Mundra LNG terminal is the third liquefied natural gas (LNG) import terminal in Gujarat, India. The terminal was developed by GSPC LNG Limited (GLL), a joint venture (JV) between Gujarat State Petroleum Corporation (GSPC) and Indian conglomerate Adani Enterprises.
The LNG terminal will double the capacity of imported gas in India while meeting the growing demand for natural gas in western and northern parts of the country.
The project received environmental and coastal regulation zone (CRZ) clearance from the Ministry of Environment & Forests (MoEF) in March 2014. The development is divided into three phases.
Phase one was completed in October 2018 with a capacity of five million tonnes a year (Mtpa).
Mundra LNG terminal background
GSPC and Adani signed a memorandum of understanding (MoU) to set up the Gujarat LNG terminal during the Vibrant Gujarat Global Investors’ Summit in 2007.
GSPC and Adani subsequently formed a JV with an affiliate of Essar Group to build the LNG import terminal in Pipavav. GSPC held a 50% stake in the JV, while Adani and Essar acquired 25% each.
Essar left the project following the relocation of the terminal to Mundra in a special economic zone (SEZ) developed by Adani Ports. Essar’s stake will be sold to a strategic partner.
The JV was approved by the Government of Gujarat in August 2011. Bids were issued to select the engineering, procurement and construction (EPC) contractor for the storage tanks in September 2012 and for the terminal in February 2013.
Mundra LNG terminal location and facilities
The Mundra LNG import terminal site is located at Mundra multi-purpose port, which is located approximately 300km south-west of Gujarat’s capital city Gandhinagar in the Gulf of Kutch. The site is well connected to the western and northern parts of the country.
Phase one, which covers 28ha, involved the construction of two LNG storage tanks with a net storage capacity of 160,000m³ each. The plant is 93m in diameter and 45m in height.
It also included the construction of facilities for LNG carrier berthing and unloading, boil-off gas handling, regasification, gas evacuation, pressurisation and vaporisation, receiving berth and other jetty and marine facilities. The marine facilities are capable of handling LNG carriers with capacities ranging from 75,000m³ to 260,000m³.

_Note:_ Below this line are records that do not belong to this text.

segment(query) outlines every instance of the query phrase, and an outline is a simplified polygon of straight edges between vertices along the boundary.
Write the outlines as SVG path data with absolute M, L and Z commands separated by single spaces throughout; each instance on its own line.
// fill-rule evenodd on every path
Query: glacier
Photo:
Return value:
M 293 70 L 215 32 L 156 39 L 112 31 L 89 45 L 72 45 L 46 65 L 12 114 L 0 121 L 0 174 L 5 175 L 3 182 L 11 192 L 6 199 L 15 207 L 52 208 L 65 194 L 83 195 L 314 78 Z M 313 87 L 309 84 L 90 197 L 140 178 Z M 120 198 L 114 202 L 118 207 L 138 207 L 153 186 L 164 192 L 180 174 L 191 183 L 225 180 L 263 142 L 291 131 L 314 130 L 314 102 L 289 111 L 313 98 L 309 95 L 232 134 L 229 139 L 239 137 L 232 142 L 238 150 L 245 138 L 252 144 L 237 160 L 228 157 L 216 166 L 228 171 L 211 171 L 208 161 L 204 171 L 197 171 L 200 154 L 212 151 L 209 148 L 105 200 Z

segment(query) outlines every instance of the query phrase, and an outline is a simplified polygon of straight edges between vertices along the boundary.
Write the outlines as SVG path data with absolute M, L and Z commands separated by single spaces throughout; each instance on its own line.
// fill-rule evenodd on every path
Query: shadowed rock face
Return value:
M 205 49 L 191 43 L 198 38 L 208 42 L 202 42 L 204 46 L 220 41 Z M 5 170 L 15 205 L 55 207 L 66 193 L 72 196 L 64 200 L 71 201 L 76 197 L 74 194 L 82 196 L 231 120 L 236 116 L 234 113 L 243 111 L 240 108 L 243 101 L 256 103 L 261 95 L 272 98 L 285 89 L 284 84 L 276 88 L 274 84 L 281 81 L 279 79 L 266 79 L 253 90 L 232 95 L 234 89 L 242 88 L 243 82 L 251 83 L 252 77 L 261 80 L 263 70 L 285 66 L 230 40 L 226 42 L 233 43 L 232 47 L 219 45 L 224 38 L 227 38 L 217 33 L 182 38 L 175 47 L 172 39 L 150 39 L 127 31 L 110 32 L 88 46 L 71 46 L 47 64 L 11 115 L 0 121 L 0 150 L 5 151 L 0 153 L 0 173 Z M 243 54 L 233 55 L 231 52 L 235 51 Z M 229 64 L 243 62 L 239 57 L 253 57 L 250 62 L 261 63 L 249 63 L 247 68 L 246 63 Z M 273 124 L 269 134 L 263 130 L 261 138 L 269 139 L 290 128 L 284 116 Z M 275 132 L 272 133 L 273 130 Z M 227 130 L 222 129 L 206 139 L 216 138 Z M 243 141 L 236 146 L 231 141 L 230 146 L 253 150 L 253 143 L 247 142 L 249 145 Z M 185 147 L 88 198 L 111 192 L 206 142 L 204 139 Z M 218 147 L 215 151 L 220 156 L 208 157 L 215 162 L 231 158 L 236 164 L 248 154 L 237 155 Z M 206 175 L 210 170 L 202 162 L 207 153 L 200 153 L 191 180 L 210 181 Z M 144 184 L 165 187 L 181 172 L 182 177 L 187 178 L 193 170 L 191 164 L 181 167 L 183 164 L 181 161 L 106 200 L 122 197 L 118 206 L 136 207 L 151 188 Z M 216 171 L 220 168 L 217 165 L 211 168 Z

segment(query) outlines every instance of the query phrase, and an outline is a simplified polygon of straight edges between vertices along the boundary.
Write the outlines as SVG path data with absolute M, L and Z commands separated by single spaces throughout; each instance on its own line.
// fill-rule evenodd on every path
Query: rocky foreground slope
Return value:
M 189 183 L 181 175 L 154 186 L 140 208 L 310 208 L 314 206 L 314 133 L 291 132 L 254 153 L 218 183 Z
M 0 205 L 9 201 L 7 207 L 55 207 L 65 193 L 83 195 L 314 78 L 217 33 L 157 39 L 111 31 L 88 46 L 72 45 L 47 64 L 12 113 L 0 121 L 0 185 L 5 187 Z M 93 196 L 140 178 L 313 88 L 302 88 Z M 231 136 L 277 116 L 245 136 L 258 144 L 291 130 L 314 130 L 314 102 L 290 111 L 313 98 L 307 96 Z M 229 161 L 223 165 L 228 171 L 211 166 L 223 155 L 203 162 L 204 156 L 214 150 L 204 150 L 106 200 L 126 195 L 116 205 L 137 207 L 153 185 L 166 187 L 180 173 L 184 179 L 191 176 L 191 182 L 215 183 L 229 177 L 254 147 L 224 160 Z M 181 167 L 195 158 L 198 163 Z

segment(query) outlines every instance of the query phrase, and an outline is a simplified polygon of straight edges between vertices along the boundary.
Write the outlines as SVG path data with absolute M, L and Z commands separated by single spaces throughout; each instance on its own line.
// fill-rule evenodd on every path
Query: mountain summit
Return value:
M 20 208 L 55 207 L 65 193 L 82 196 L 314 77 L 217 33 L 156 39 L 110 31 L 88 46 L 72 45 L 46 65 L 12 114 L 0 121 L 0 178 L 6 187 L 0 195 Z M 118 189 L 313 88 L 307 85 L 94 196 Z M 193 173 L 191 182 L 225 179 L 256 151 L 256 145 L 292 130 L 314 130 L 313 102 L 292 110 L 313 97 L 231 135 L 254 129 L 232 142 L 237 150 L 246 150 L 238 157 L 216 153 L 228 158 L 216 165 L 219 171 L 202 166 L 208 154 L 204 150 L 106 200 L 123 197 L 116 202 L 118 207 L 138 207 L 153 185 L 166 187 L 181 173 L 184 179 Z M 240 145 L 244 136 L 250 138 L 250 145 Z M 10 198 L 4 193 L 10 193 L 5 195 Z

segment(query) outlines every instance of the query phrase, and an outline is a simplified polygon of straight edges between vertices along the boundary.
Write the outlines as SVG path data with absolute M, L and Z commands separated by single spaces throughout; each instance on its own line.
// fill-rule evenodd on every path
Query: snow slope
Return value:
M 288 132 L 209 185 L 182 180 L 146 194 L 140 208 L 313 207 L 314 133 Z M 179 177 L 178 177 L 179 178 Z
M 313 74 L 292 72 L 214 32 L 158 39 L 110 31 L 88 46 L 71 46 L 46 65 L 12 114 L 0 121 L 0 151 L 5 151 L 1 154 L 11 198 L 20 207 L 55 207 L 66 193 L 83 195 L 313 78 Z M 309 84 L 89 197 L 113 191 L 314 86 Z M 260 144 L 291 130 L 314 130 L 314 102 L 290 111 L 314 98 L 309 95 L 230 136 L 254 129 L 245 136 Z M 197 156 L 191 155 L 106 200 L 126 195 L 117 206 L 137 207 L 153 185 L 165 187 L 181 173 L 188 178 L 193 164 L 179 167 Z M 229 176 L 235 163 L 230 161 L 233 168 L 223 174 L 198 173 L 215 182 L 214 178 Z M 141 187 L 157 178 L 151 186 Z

The second and third phase will involve the construction of additional storage tanks and support facilities to expand the terminal’s regasified LNG capacity to 20Mtpa.
A Mundra-Anjar pipeline built between the Mundra port and Anjar enables the transfer of natural gas from the terminal to the existing Gujarat State Petronet high-pressure gas grid.
Financing
The LNG terminal was developed with an investment of Rs50.41bn ($730m), funded through a combination of debt and equity financing. The project received Rs35.287bn ($560m) in funding from a group of 11 Indian banks in April 2015.
Contractors involved with Mundra LNG terminal
IHI was awarded a contract to build two LNG storage tanks at the Mundra LNG terminal in December 2013.
Whessoe Projects provided project management consultancy and construction supervision services for the LNG storage tanks, regasification facilities, and jetty and marine facilities.
Keller India performed detailed site investigation and foundation works for the LNG storage tanks and re-gasification facilities, under a $4m contract.
COWI provided site supervision, pre-construction and construction services for the project from 2012 to 2017.
ITD Cementation India provided civil construction services for the seawater intake structures of the LNG storage tanks.
In February 2015, Netherlands-based engineering and construction firm BAM Infraconsult signed a licensing agreement with Adani Ports and Special Economic Zone (APSEZ) for the installation of Xbloc breakwater armour units on the reclaimed land area. The units will protect the Mundra LNG terminal from severe cyclone waves, marking its first application in the country.